Pope Francis gestures during the weekly general audience at the Paul VI Hall at the Vatican, March 23, 2022. (Credit: YARA NARDI / REUTERS)Pope Francis gestures during the weekly general audience at the Paul VI Hall at the Vatican, March 23, 2022. (Credit: YARA NARDI / REUTERS)

How do you think Catholics should balance being politically and biblically correct? 

“There are moral precepts that apply to both individual behavior and what the Church considers to be the right behavior for countries,” he said. “People should not engage in revenge. For example, It’s a sin. Nor should people indulge in envy, especially of a neighbor. Rather, one must love one’s neighbor—that’s perhaps the most challenging rule in the Bible, which also applies to your neighborhood and your activities in any political or policy contest.” 

He added that “the Church tries to remain impartial in the face of conflict, and with regard to politics, tries not to take a partisan side. However, laypeople are encouraged to engage in politics, to be involved, and to follow her or his conscience, meaning that moral positions matter and should guide political behavior.

“Just as the Catholic Church is a fountain of spiritual wisdom and direction on matters of the divine,” he continued, “it benefits from thousands of years of experience in worldly things, including international relations.”

He noted that historically the Catholic Church has often played a role as mediator between countries at odds with each other, and the principles used in those negotiations can be applied by anyone.

“For example, when settling a dispute, avoid creating winners versus losers by finding solutions that balance gains,” Gaetan said. “And pursue dialogue with everyone, even with people you assume you won’t agree with or think you have little in common with.”

Any final thoughts?

“When I look back on Pope Francis’ pontificate, I think a clear early moment signaling his approach to diplomacy came in May 2014. He invited the then Israeli President Simon Peres and Palestinian President Mahmoud Abbas to the Vatican together with Ecumenical Patriarch Bartholomew, leader of the Orthodox Church of Constantinople.”

Gaetan said the event epitomized three themes.

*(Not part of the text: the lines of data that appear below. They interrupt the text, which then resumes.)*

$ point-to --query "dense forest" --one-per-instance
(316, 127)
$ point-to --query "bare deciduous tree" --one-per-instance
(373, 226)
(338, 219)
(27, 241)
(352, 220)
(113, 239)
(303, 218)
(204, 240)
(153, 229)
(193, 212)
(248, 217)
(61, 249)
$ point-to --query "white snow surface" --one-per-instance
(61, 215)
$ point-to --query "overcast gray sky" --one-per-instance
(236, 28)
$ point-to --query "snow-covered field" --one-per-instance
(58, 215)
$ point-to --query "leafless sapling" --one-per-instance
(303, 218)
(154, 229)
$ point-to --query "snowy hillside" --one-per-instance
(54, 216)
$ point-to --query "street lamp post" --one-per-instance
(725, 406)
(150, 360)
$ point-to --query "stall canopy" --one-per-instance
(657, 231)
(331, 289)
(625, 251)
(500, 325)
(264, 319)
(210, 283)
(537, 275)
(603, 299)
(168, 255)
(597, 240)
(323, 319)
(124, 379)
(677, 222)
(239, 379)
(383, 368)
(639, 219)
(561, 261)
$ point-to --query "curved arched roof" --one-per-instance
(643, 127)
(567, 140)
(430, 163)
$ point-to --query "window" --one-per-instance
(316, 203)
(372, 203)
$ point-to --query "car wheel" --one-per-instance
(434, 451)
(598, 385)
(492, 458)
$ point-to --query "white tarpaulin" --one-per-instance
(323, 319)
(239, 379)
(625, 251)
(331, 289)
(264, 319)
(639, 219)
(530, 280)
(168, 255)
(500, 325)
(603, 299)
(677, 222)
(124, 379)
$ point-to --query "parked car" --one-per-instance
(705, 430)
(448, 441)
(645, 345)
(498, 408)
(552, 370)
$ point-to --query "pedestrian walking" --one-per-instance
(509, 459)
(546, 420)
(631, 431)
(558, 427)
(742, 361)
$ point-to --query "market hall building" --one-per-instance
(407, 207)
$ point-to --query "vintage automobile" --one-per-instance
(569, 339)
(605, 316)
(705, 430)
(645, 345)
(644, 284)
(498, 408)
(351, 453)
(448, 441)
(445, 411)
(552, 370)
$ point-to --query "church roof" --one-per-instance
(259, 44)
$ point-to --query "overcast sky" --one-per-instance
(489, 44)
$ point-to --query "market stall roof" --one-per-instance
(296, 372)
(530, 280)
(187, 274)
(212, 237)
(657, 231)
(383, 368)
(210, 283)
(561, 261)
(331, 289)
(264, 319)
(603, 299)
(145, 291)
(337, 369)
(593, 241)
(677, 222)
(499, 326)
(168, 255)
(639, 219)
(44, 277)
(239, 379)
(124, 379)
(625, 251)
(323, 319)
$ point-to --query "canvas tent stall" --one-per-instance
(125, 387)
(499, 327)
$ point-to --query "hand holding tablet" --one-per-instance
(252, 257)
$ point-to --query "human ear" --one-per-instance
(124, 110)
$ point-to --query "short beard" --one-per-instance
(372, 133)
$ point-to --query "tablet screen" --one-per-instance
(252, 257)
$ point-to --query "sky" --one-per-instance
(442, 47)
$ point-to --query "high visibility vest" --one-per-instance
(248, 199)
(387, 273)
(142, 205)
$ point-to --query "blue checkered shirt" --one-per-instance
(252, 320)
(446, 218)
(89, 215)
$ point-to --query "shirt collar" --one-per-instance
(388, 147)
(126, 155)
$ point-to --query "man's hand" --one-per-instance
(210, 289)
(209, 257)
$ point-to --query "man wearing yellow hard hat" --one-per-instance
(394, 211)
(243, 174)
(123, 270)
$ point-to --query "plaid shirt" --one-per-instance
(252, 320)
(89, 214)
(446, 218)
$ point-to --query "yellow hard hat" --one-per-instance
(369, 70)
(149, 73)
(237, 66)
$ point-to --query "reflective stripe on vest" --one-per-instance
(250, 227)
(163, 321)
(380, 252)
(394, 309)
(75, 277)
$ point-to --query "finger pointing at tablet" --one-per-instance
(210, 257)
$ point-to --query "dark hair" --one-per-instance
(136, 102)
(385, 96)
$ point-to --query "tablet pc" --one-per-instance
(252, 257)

First, the pope believes personal encounter is the key to unlocking geo-strategic problems. 

Two, from dialogue a wider understanding can grow.

“Part of the reason why encounter can lead to solutions is that we are all human beings made in God’s image: We share more than divides us—that’s the second fundamental belief that Francis is operationalizing,” Gaetan said. 

Third, religious leaders should collaborate to bring moral authority into the picture more often.

“The alternative is hiving off religion into separate, privatized space,” Gaetan concluded.